Popüler kültürün hayatımızı bir ahtapot gibi kuşattığı, medeniyetimize ait değerlerin birer birer örselendiği bir süreçten geçiyoruz. Bu sürecin hayatımıza daha fazla etki etmesini sağlayan en önemli unsur kuşkusuz medya ve kitle iletişim araçları. Özel televizyonları n hayatımıza girdiği günden bu yana, toplumumuzun kimliksizleştirme operasyonu çok daha vahim bir boyuta ulaştı.
Artık kimliğimizi televizyonlardan, kültümüzü ise sosyal medyadan ediniyoruz. Toplumun kültürel yapısındaki deformasyon öylesine bir boyuta ulaştı ki, insanlarımız artık düşünmeyen, konuşmayan, analiz etmeyen, kitle iletişim araçlarıyla verilen ve kendilerine sunulan herşeyi eyvallah çekerek bünyelerine enjekte eder hale dönüştü.
Seviyenin bel aşağısına kaydığı, argonun hakim olduğu, küfürbazlığın prim yaptığı filmler, 5 milyon gibi insanı dehşete düşüren bir gişeye ulaşabiliyor. Televizyonlarda yayınlanan dizilerimizin hali daha da berbat.
İffetin değil şehvetin başrole konulduğu, kimin eli kimin cebinde belli olmayan, hayatları mantar tiplerin ekranlarımızdan odalarımıza doluşması artık hiç birimizin umrunda değil. Ahlaksızlıkta sınır tanımayan, gayri meşru yaşantıda bir o yana bir bu yana mekik dokuyan tipleri “senaryo kılıfıyla” kültürel dinamiklerimizin ta bağrına bir hançer gibi saplıyorlar. Artık herşeyi sıradan görüyoruz…
Normal hayatta, “Yazıklar olsun… Böyle hayat mı olur? Başkasının iffetine göz dikmiş” diyeceğimiz tipleri, dizi karakteri olarak bağrımıza basıyoruz.
Nereden başlıyor bu medeniyet krizi?
Gözümüzü batının sanayileşme ve refahına diktiğimiz günden bu yana, aslında bir ikilemle yaşamaktayız. Batının “bırakınız yapsınlar, bırakınız geçsinler” liberalist yaşantı tarzını hayatımızın içine soktuğumuz günden bu yana, kültürel deformasyon süreci daha hızlı akıyor.

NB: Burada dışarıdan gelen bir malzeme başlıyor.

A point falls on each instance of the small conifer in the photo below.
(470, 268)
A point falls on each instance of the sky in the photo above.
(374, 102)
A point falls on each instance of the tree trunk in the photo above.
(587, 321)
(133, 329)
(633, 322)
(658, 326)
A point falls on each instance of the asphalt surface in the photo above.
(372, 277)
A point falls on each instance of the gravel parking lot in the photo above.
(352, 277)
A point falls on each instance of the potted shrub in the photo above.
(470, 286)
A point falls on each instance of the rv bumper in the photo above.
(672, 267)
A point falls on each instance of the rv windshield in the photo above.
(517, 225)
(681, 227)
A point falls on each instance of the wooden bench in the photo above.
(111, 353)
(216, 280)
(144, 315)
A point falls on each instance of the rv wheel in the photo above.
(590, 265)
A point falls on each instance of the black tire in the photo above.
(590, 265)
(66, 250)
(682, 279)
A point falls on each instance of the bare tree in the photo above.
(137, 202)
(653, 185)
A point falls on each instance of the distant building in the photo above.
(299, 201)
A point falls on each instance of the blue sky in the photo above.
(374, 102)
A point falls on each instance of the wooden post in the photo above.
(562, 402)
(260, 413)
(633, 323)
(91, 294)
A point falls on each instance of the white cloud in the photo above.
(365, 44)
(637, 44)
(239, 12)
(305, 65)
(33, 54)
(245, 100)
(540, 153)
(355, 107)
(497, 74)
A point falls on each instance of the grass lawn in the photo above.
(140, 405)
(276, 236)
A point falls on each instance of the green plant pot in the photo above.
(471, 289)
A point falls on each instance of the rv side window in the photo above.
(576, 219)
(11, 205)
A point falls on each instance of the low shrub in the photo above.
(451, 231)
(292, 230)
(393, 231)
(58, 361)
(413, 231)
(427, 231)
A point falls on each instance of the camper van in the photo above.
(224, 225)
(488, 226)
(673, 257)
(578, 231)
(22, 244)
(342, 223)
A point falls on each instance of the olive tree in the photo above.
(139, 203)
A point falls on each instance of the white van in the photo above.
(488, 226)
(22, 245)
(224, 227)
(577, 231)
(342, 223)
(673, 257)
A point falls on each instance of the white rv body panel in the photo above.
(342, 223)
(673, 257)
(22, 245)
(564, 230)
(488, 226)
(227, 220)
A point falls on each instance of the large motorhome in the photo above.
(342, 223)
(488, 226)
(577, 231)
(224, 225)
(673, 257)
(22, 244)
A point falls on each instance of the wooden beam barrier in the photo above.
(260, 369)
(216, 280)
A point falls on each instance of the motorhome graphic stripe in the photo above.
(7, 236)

Hedonist, egoist, bencil bir düşünce yapısında, nerde sabah orda akşam bir felsefeyle hareket eden batı tipolojisinin iffet, haya, ar, namus gibi kavramları kültürlerinden çıkarmak için çabaladığını unutmuş durumdayız.
Bir kültürel işgal dönemindeyiz… Batı, artık tankla, topla, tüfekle gelmiyor memleketimize… Çanakkale’den geçmeye kalkmıyor artık… Ne yapıyor peki? Türlü türlü ulusal televizyonlarımıza bir iki dizilerini, filmlerini üç otuz paraya satarak, kültürünü beynimize boca ediyor. Üçüncü sınıf Hollywood filmleri, pespaye bir hayat tarzını sunuyor bizlere. Renkli yaşamlar, nikahsız hayatlar, su gibi para harcayan tipler, barlar, meyhaneler magazinel kılıflarla sokuluyor evlerimize.

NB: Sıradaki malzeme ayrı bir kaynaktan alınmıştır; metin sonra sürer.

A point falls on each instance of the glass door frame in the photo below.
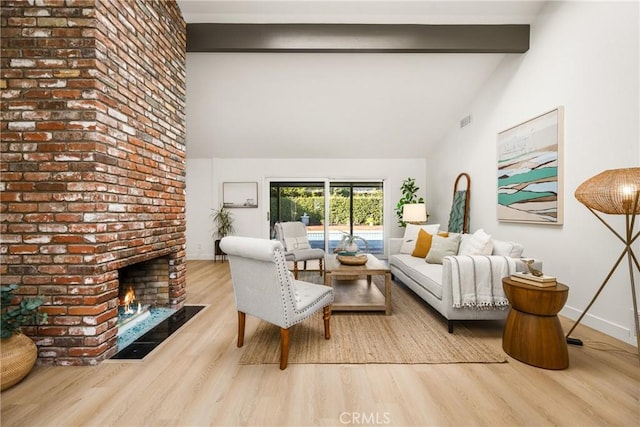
(327, 204)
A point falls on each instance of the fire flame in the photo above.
(127, 300)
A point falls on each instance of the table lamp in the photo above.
(614, 192)
(414, 213)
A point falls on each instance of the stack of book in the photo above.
(528, 278)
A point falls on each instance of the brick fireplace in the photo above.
(93, 161)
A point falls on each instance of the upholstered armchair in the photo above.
(264, 288)
(294, 239)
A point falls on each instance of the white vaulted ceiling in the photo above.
(335, 105)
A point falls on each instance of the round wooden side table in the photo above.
(533, 333)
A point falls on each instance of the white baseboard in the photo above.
(199, 256)
(623, 333)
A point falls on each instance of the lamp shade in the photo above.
(611, 192)
(414, 212)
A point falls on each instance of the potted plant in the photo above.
(19, 353)
(409, 190)
(223, 226)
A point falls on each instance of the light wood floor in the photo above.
(194, 379)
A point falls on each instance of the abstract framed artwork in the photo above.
(530, 170)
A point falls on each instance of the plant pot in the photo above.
(17, 357)
(216, 245)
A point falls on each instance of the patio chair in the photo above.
(294, 239)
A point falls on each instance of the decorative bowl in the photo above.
(352, 259)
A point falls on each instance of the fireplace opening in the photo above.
(143, 298)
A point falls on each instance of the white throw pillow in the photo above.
(296, 243)
(442, 247)
(478, 243)
(411, 236)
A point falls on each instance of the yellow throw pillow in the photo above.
(423, 244)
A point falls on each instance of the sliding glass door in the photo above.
(353, 208)
(356, 208)
(299, 201)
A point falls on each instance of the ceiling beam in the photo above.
(352, 38)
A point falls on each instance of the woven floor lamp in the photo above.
(614, 192)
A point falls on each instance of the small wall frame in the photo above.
(240, 194)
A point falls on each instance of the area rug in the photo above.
(413, 334)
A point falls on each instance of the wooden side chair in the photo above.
(264, 288)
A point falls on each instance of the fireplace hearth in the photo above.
(94, 165)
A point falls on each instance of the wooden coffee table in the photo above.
(358, 294)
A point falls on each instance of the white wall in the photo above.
(583, 56)
(205, 178)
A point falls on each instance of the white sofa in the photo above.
(433, 281)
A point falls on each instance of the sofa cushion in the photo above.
(478, 243)
(411, 235)
(442, 247)
(428, 276)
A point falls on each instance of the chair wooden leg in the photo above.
(284, 348)
(241, 318)
(326, 315)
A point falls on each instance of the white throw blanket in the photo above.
(477, 280)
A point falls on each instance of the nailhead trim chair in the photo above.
(264, 288)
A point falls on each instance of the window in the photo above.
(354, 208)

Ne acı bir durum! Artık insanlarımız, bu pespaye hayatları, bu kof yaşantı tarzlarını ellerinin tersiyle iteceklerine, “Elimize fırsat düşse, biz de böyle yaşamak isteriz” özlemiyle izliyorlar. Sıradanlaştırılan kötülük, artık insanlarımızın ruhunu esir almış durumda. Ve, böyle bir ahlak ikliminde, küçücük kızların ırzına tasallut eden canavarlaşmış tiplerin haberlerini okuyoruz gazetelerin üçüncü sayfalarında. Hükümet artık çığırından çıkan bu haberler karşısında canavarlaşan tipler için cezalar arar hale düşmüş durumda. .

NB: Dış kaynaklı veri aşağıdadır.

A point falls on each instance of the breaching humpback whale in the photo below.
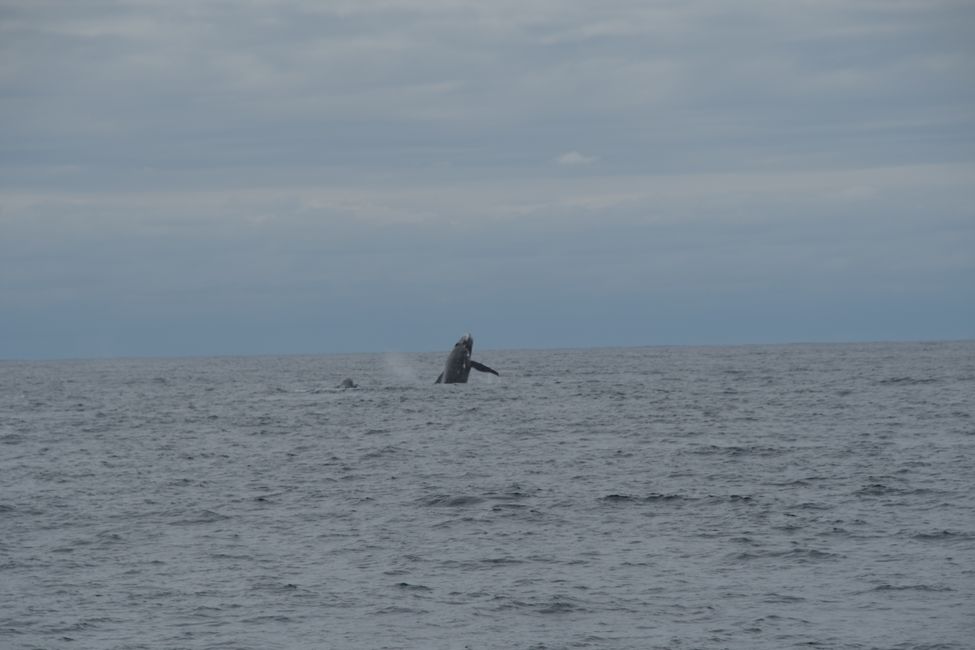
(459, 363)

Aynaya bakma vaktimiz gelmiştir… Kendimize dönmemizin vakti gelmiştir… Bizler, tarihe damga vurmuş bir medeniyetin temsilcileriyiz. Bizler, yüzyıllarca adaletimizle, ahlakımızla, kültürel nosyonumuzla, güzelliklerimizle varolmuşuz.
Biz, her akşam ekranlardan ahlaksızlığın özendirildiği, kimliksiz tiplerin dünyasına ait olmamalıyız. Biz, medeniyet üretmeliyiz… Arızalı tiplerin seviyesiz esprileri bizleri güldürüyorsa, etrafımızda değil, kendimizde arıza aramalıyız.